ESight, of Canada, has glasses that contain a video camera to film what is in front of the patient’s eyes, he said. They can be used for reading and distance, as long as patients have some vision. Patients can adjust certain parameters such as contrast.
BrainPort is working on technology based on the premise that the brain can still see even though the eyes cannot.
“The brain codes sensory information the same way for all senses,” Wolynski said. Patients with low vision just “need an alternate sensory input.”
He explained that a camera takes a picture and sends electronic impulses to a sensor the patient wears on the tongue.
“Patients say it feels like champagne bubbles,” Wolynski said. “People can see shapes and sizes while using this. They’ve been doing indoor rock climbing using this device. It takes 10 hours of training to teach your brain to recognize this.”
OrCam of Jerusalem, Israel, is making an intuitive, portable smart camera that attaches to the user’s existing glasses, he continued.
Wolynski explained that the device speaks what it sees to the patient through an ear piece.
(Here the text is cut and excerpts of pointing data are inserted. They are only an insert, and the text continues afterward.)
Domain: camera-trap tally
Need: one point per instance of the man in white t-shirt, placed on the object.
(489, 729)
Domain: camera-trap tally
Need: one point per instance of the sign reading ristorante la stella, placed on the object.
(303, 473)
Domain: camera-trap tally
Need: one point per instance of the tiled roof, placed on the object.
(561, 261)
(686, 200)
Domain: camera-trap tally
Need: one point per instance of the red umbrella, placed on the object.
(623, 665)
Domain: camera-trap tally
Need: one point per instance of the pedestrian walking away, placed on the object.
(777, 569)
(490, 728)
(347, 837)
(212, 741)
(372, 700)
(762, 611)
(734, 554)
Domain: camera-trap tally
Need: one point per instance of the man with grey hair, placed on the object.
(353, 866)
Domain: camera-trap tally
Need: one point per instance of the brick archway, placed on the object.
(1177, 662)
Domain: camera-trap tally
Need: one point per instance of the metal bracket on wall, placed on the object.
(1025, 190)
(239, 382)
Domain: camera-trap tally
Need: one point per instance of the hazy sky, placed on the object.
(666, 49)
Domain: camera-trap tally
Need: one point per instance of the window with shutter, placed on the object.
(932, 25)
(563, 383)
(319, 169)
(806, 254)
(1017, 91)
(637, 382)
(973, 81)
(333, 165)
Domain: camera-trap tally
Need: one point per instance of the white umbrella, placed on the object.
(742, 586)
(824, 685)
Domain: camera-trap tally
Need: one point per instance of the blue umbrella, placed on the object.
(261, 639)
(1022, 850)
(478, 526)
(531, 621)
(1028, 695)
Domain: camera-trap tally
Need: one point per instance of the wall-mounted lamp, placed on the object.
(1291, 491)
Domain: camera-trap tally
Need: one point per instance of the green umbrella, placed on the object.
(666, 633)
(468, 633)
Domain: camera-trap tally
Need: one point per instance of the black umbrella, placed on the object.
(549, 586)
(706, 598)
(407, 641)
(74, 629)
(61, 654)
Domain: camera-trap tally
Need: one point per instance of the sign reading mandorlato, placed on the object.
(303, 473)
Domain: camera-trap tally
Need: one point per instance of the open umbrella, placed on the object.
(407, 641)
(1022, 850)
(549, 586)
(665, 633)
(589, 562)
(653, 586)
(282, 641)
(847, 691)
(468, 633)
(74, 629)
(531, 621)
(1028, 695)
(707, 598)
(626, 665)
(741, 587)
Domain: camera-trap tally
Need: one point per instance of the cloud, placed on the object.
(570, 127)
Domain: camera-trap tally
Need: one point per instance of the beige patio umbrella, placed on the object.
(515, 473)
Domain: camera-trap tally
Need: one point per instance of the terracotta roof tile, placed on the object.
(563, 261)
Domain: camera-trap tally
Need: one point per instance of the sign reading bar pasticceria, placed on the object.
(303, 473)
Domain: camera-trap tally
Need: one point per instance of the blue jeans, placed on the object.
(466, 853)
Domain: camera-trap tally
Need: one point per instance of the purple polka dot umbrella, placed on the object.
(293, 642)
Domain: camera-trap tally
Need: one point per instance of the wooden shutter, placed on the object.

It can read text and recognize products that the user teaches it and has facial recognition. The wearer points their finger, and the camera takes a picture of it.
“Wearable technology is creating independence,” Wolynski concluded. “That woman who is handed the piece of paper can read it immediately. The man in the basement can now sit in the kitchen and read through mail.
“I like to think that one day the blind will also drive,” he added. – by Nancy Hemphill, ELS, FAAO
Disclosure: Wolynski is a consultant for OrCam Technologies.